The results of a non-invasive archaeological survey in Rohatyn, Ukraine, undertaken by a team from the Centre of Archaeology are now available online.
For nine days from late May to early June 2017, Rohatyn Jewish Heritage commissioned the Centre of Archaeology to undertake a non-invasive professional survey at three WW2-era Jewish mass grave sites in Rohatyn. The 80-page final report written by our team is now accessible via Rohatyn Jewish Heritage’s website.
A summary of the results is also available, which includes not only the survey’s findings, but also descriptions of the methodology, issues encountered during the survey, the documented history of the execution sites (1942-43), and follow-up recommendations.

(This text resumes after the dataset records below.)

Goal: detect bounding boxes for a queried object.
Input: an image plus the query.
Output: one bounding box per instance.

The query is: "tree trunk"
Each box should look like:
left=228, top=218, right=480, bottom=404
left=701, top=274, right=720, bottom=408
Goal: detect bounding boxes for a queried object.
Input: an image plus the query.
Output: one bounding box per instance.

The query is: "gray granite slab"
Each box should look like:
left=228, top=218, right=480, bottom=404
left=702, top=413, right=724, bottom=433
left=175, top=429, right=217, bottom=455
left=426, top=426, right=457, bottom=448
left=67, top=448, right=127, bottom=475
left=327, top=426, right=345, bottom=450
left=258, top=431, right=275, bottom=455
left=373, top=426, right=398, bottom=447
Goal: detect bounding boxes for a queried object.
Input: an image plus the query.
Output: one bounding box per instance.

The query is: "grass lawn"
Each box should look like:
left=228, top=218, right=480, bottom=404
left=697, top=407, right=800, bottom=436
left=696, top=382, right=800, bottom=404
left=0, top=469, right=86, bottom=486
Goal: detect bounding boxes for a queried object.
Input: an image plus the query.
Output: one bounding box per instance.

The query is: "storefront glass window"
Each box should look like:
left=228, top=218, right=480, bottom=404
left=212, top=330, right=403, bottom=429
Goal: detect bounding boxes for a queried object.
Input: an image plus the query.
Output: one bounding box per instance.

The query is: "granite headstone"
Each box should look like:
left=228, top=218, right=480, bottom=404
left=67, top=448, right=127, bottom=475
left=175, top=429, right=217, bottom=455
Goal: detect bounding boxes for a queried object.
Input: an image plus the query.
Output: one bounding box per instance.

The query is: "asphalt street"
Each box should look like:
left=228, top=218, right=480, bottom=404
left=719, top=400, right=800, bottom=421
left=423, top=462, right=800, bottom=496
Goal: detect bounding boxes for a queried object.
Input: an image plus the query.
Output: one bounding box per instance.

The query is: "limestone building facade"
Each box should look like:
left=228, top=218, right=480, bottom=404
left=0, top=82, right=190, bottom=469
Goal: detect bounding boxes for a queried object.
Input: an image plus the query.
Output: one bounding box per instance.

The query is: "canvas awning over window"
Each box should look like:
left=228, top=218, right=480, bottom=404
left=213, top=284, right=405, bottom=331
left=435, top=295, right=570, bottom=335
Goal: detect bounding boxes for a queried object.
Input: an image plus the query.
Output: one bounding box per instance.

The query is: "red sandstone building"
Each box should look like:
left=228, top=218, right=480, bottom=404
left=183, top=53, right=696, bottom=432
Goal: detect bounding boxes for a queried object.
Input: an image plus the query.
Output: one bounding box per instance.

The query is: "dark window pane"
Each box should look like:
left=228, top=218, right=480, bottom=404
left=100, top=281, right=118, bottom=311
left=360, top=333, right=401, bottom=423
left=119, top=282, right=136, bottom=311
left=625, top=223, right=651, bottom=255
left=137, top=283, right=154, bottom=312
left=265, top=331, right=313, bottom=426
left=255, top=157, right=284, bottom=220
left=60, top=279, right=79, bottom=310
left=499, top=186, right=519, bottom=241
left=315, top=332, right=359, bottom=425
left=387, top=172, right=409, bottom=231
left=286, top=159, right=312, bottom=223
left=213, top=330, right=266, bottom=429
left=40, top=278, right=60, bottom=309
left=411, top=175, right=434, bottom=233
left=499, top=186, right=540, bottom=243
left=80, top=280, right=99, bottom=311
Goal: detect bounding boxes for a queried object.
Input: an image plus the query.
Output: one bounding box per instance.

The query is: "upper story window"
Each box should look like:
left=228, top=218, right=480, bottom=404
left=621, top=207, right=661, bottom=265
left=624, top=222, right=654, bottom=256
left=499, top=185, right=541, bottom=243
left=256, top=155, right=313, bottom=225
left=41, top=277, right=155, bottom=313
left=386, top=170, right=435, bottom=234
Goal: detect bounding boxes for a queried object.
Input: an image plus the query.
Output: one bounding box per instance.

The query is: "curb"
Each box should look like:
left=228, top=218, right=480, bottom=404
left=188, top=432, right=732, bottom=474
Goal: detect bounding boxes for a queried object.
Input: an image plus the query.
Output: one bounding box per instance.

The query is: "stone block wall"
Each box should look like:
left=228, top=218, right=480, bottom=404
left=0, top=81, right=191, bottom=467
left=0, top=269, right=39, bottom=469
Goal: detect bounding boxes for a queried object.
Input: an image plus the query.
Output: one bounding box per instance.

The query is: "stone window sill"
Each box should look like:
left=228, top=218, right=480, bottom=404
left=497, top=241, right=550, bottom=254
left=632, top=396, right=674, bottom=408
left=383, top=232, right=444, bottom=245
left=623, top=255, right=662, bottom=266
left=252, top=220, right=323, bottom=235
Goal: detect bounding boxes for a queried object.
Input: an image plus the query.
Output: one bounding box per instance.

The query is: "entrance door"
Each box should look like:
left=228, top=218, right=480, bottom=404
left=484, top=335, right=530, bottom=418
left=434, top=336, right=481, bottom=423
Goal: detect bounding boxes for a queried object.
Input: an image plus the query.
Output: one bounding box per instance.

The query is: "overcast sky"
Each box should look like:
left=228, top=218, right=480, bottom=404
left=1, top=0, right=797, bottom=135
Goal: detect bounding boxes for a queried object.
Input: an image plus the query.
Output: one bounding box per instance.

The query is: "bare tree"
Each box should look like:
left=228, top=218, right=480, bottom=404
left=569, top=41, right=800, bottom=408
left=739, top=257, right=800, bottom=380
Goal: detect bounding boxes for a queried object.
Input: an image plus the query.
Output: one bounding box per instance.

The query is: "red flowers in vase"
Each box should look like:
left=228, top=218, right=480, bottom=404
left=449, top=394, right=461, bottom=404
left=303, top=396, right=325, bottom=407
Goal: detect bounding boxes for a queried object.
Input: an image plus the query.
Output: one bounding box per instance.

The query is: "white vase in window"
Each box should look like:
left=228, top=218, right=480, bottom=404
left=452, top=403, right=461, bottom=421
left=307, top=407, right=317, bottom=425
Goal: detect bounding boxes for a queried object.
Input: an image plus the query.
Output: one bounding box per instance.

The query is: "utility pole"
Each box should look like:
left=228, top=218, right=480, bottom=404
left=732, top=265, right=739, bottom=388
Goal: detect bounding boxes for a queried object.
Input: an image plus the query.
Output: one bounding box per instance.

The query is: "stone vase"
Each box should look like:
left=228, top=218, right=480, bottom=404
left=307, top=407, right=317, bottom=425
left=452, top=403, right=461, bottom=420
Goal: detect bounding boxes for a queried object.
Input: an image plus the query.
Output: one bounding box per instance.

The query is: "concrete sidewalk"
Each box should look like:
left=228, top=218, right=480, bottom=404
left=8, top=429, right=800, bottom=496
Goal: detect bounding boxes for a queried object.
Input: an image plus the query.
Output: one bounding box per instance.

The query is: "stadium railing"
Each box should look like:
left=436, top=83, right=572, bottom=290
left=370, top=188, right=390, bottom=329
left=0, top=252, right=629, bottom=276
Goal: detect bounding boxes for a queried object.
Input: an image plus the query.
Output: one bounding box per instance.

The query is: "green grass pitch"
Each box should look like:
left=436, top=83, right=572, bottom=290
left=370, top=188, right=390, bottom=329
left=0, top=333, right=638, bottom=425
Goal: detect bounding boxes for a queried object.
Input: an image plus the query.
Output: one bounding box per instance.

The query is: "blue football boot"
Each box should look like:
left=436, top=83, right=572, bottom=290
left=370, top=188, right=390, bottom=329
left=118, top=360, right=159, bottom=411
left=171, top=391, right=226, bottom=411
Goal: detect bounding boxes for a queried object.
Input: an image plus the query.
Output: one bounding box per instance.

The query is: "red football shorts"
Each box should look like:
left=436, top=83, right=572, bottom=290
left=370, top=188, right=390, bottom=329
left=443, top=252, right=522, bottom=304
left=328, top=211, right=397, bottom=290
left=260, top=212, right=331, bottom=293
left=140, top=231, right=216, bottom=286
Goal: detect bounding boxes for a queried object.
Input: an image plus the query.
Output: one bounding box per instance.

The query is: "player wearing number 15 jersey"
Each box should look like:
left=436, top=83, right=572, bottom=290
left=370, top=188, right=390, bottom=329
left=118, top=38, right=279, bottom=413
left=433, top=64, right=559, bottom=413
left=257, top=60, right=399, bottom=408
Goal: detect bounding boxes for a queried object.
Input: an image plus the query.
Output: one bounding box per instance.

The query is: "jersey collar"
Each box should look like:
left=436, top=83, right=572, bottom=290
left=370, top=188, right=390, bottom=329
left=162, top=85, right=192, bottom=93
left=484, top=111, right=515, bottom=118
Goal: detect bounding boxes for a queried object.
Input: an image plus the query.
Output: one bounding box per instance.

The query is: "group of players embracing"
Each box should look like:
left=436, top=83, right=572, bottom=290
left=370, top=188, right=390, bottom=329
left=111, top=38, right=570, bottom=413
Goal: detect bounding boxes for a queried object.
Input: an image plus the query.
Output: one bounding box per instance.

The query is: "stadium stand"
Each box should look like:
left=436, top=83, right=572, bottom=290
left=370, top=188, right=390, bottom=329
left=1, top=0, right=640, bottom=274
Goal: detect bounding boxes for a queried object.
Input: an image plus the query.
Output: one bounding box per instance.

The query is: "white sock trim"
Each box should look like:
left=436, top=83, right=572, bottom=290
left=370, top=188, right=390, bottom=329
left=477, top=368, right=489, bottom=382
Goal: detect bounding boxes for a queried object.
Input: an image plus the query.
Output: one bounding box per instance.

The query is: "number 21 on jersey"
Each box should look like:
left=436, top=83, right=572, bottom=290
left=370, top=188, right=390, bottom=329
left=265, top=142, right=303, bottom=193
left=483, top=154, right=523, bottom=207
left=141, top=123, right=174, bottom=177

A Ukrainian translation of the full 80-page report is in process, and will be shared with the City of Rohatyn and posted online when available.
Within the surveyed areas, two mass grave boundaries were detected and defined (one at each location, north and south), and a third, possible grave was identified at the north site. An ongoing problem with criminal looting at the south mass grave site, and a mismatch between the current fenced perimeter of Rohatyn’s new Jewish cemetery and its pre-war boundaries as seen in the 1944 Luftwaffe aerial photo were also identified by the survey team.
The Centre of Archaeology will continue to collaborate with Rohatyn Jewish Heritage as new data is acquired, and Rohatyn Jewish Heritage will begin working with the City of Rohatyn in 2018 to explore options for better protecting these vulnerable sites from development and disturbance and for remembering Rohatyn’s Jewish victims.